BACKGROUND In clinical trials, perioperative intravenous Na(+)/H(+) exchange isoform-1 (NHE1) inhibitors were only moderately effective in high-risk patients undergoing surgical reperfusion (GUARDIAN trial). However, effective myocardial concentrations of NHE1 inhibitor may not have been achieved by parenteral administration alone. We tested the hypothesis that increasing doses of NHE1 inhibitor EMD 87580 ((2-methyl-4,5-di-(methylsulfonyl)-benzoyl)-guanidine) delivered in blood cardioplegia (BCP) and by parenteral route at reperfusion reduce myocardial injury after surgical reperfusion of evolving infarction. METHODS Twenty-six anesthetized dogs underwent 75 minutes of left anterior descending coronary artery occlusion, followed by cardiopulmonary bypass and 60 minutes of arrest with multidose 10 degrees C BCP. In the control group (n = 8), BCP was not supplemented. In the three EMD-BCP groups, BCP was supplemented with 10 micromol/L EMD 87580 (EMD-10, n = 5), 20 micromol/L EMD 87580 (EMD-20, n = 5), or 20 micromol/L EMD 87580 combined with an immediate reperfusion bolus (5 mg/kg intravenously) (EMD-20R, n = 8). The left anterior descending coronary artery occlusion was released just before the second infusion of BCP. Reperfusion continued for 120 minutes after discontinuation of cardiopulmonary bypass. RESULTS Postischemic systolic and diastolic function in the area at risk was dyskinetic in all groups.
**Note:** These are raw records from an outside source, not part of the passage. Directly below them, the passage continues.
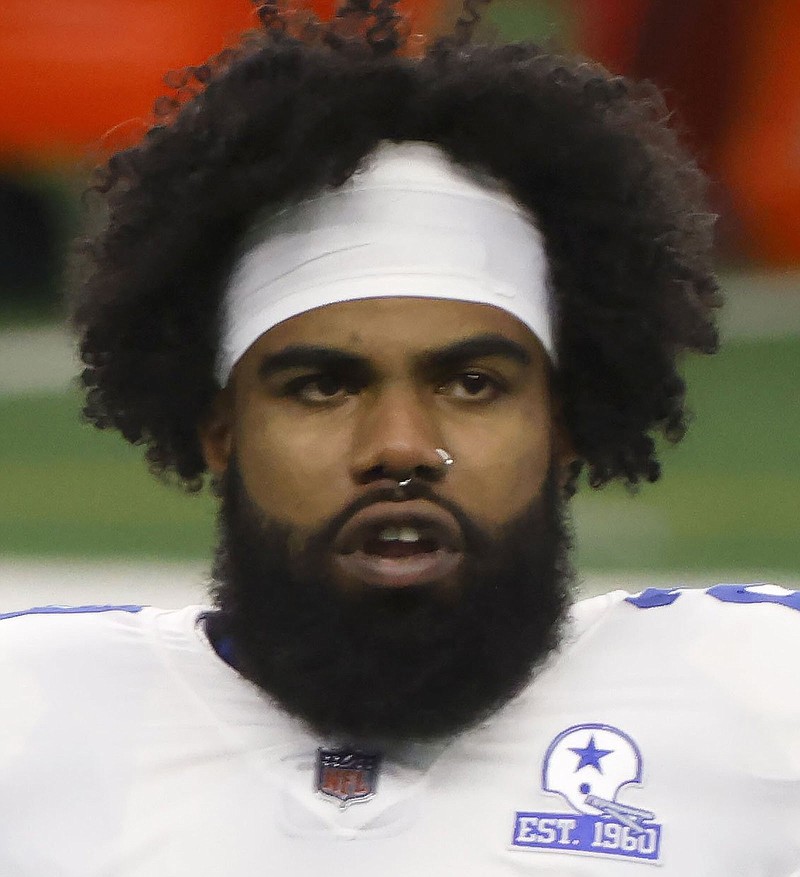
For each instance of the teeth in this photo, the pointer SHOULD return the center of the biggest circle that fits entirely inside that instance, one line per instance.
(399, 534)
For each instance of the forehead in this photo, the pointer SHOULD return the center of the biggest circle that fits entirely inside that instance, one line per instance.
(393, 327)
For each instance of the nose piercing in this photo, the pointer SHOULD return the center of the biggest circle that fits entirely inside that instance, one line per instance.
(446, 458)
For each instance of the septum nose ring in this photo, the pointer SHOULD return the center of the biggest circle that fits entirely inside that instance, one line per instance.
(446, 459)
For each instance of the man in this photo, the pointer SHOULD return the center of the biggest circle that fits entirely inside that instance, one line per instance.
(393, 307)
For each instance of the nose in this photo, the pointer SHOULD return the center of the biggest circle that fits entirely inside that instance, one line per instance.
(397, 438)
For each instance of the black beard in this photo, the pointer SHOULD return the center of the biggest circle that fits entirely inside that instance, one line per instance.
(384, 664)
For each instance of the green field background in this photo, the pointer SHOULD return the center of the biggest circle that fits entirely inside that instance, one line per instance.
(729, 499)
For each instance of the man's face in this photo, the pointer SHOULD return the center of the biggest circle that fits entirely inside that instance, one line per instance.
(333, 404)
(349, 621)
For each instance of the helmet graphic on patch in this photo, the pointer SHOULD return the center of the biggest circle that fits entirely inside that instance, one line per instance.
(588, 765)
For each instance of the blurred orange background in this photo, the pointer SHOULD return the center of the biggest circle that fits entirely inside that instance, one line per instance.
(81, 76)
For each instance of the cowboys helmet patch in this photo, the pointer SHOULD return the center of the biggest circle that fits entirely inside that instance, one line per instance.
(589, 766)
(346, 775)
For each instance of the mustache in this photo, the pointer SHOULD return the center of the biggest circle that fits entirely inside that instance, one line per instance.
(476, 539)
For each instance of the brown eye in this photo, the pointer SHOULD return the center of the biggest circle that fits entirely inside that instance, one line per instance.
(318, 389)
(475, 386)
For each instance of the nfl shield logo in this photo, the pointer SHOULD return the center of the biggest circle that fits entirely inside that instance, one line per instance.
(347, 775)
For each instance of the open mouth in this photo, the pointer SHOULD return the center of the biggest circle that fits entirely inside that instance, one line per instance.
(399, 545)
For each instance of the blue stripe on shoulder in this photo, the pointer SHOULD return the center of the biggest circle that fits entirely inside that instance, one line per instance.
(742, 594)
(69, 610)
(653, 597)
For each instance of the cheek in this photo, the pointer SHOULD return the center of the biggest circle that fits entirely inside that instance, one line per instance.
(290, 470)
(502, 470)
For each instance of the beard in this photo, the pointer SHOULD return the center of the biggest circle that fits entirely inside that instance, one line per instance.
(420, 662)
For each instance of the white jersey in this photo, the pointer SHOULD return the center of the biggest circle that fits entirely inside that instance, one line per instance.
(666, 731)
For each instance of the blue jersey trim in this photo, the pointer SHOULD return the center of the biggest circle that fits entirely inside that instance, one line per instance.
(69, 610)
(653, 597)
(741, 594)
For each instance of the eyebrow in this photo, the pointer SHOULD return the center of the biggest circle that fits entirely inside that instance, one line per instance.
(440, 359)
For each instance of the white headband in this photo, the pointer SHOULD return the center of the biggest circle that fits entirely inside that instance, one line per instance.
(411, 222)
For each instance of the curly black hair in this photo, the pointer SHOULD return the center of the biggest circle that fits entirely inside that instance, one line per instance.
(294, 109)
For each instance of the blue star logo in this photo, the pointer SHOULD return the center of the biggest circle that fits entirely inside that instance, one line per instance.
(590, 755)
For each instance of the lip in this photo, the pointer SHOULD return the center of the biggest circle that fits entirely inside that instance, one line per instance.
(398, 572)
(432, 521)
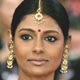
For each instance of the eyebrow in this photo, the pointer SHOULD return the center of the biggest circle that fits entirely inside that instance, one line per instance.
(31, 30)
(26, 29)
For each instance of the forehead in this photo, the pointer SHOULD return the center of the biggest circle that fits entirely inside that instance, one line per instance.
(48, 23)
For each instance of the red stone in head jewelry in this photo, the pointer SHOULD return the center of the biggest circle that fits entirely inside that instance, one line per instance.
(39, 30)
(38, 16)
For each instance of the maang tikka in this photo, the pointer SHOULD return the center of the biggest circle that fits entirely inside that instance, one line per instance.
(39, 16)
(11, 54)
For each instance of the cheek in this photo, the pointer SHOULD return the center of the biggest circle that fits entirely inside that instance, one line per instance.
(22, 50)
(54, 53)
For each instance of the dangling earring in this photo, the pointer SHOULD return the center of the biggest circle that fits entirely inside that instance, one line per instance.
(64, 66)
(11, 56)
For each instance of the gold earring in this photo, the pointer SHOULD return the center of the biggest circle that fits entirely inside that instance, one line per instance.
(11, 56)
(64, 66)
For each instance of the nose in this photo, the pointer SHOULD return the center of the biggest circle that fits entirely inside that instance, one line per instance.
(38, 47)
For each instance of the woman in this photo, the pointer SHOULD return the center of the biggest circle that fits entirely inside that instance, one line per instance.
(40, 39)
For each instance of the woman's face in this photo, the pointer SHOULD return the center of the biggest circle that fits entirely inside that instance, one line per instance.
(38, 47)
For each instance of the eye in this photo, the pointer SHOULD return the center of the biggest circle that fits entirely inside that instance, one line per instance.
(26, 37)
(50, 38)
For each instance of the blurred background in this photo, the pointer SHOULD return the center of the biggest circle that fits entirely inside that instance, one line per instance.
(7, 8)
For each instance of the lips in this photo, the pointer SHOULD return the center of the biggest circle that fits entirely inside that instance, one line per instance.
(38, 62)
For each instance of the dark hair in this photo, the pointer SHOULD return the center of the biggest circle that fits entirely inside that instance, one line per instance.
(51, 8)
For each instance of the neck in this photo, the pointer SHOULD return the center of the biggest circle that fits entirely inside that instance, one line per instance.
(24, 76)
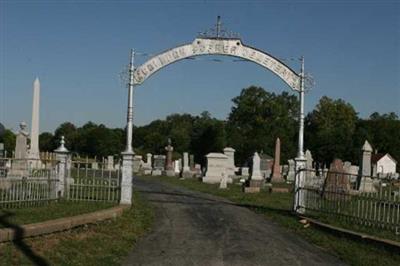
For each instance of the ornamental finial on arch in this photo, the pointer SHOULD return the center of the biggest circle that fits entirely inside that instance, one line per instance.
(218, 32)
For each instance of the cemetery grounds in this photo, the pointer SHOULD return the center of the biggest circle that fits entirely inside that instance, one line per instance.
(277, 207)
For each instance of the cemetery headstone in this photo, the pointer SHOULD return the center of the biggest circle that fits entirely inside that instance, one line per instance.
(256, 179)
(191, 162)
(365, 181)
(177, 167)
(19, 165)
(169, 170)
(216, 166)
(337, 184)
(276, 173)
(2, 150)
(230, 167)
(137, 160)
(291, 171)
(186, 169)
(224, 182)
(110, 162)
(158, 165)
(245, 172)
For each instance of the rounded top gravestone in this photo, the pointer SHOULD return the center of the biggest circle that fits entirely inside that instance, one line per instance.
(2, 130)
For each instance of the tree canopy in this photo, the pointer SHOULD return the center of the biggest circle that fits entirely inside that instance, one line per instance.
(332, 130)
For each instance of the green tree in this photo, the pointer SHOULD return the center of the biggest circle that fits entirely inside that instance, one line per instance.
(208, 135)
(257, 118)
(8, 138)
(47, 142)
(330, 129)
(382, 131)
(70, 133)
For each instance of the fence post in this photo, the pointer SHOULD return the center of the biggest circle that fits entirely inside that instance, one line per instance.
(127, 177)
(300, 178)
(62, 157)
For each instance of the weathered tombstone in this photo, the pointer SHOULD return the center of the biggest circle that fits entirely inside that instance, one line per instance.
(291, 171)
(216, 166)
(285, 170)
(266, 163)
(276, 173)
(230, 167)
(169, 170)
(137, 160)
(245, 172)
(309, 166)
(337, 183)
(256, 179)
(224, 182)
(255, 171)
(197, 170)
(191, 162)
(186, 169)
(110, 162)
(158, 165)
(177, 167)
(2, 150)
(147, 166)
(19, 165)
(365, 181)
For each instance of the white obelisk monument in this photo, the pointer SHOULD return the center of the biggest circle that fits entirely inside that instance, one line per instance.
(34, 147)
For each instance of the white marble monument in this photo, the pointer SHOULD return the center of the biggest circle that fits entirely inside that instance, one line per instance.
(216, 166)
(34, 146)
(256, 173)
(230, 167)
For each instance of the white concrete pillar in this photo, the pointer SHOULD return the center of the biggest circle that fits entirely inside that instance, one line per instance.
(300, 178)
(62, 186)
(127, 177)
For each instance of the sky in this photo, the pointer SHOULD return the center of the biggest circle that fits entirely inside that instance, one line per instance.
(79, 48)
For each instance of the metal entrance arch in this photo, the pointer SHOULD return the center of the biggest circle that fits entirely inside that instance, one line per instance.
(228, 46)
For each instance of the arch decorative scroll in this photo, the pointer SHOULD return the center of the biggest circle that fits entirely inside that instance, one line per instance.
(215, 46)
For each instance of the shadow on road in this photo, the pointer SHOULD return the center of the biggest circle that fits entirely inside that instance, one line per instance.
(180, 199)
(19, 242)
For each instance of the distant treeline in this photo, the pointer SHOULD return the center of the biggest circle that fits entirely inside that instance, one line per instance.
(332, 130)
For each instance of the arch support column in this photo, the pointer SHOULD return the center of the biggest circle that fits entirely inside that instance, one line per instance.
(128, 154)
(300, 161)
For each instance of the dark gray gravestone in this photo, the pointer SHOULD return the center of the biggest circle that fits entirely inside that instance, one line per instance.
(159, 162)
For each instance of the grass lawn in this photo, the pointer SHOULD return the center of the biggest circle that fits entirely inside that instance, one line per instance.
(50, 211)
(277, 206)
(105, 243)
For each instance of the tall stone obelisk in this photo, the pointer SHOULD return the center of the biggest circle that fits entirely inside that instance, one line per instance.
(34, 147)
(276, 171)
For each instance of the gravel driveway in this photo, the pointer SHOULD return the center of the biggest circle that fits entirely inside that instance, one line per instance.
(193, 228)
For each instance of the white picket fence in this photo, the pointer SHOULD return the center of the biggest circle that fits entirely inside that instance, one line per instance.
(27, 182)
(344, 198)
(35, 182)
(88, 183)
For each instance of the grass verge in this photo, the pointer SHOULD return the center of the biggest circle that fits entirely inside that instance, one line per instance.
(50, 211)
(105, 243)
(276, 207)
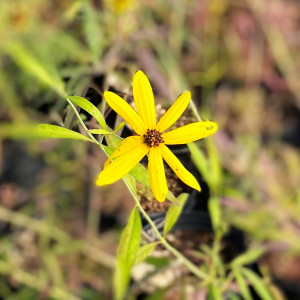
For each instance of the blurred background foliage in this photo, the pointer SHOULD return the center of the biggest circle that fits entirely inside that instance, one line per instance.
(240, 59)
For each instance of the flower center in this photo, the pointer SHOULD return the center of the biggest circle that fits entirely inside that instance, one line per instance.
(153, 137)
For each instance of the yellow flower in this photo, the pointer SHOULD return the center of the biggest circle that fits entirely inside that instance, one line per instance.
(152, 138)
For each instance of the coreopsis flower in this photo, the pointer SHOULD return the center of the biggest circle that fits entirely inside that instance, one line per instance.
(152, 138)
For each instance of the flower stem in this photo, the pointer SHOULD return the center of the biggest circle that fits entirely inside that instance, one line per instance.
(194, 269)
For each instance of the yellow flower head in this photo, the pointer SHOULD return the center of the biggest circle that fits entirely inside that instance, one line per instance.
(152, 138)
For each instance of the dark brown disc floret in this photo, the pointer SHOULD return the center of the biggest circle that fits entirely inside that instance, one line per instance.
(153, 137)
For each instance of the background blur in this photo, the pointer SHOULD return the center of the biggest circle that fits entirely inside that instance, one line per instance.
(240, 60)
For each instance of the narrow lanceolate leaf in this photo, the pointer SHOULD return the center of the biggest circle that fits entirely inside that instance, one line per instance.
(54, 131)
(248, 257)
(215, 212)
(243, 286)
(257, 284)
(99, 131)
(90, 108)
(214, 292)
(144, 252)
(126, 253)
(41, 131)
(174, 211)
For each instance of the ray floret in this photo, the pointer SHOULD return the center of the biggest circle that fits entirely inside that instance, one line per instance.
(152, 138)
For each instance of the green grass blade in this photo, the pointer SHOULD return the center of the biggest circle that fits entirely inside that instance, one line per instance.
(257, 284)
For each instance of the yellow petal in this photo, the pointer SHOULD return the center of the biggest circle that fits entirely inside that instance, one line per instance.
(144, 100)
(174, 163)
(126, 145)
(174, 112)
(123, 164)
(123, 109)
(158, 180)
(190, 133)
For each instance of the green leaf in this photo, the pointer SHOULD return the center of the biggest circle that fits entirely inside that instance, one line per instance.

Infarct size (percentage of area at risk) was not significantly reduced in the EMD-10 (26.2% +/- 3.6%) and EMD-20 (22.5% +/- 2.4%) groups versus control (30.7% +/- 2.4%); however, infarct size was significantly reduced in the EMD-20R group (16.1% +/- 2.8%, p = 0.003). Edema in the area at risk in the EMD-10 (81.1% +/- 0.5% water content), EMD-20 (81.7% +/- 0.3%), and EMD-20R (81.9% +/- 0.3%) groups was less than in controls (83.2% +/- 0.2%), (p < 0.056). Neutrophil accumulation (myeloperoxidase activity) in postischemic area-at-risk myocardium was less in the EMD-20R group versus the control group (5.3 +/- 0.7 versus 8.7 +/- 1.4 absorbance units x min(-1) x g(-1); p = 0.05), which suggests an attenuated postischemic inflammatory response. CONCLUSIONS Optimal delivery of NHE1 inhibitor to the heart through combined cardioplegia and parenteral routes significantly attenuates myocardial injury after surgical reperfusion of regional ischemia. Timing, dose, and mode of delivery of NHE1 inhibitors are important to their efficacy.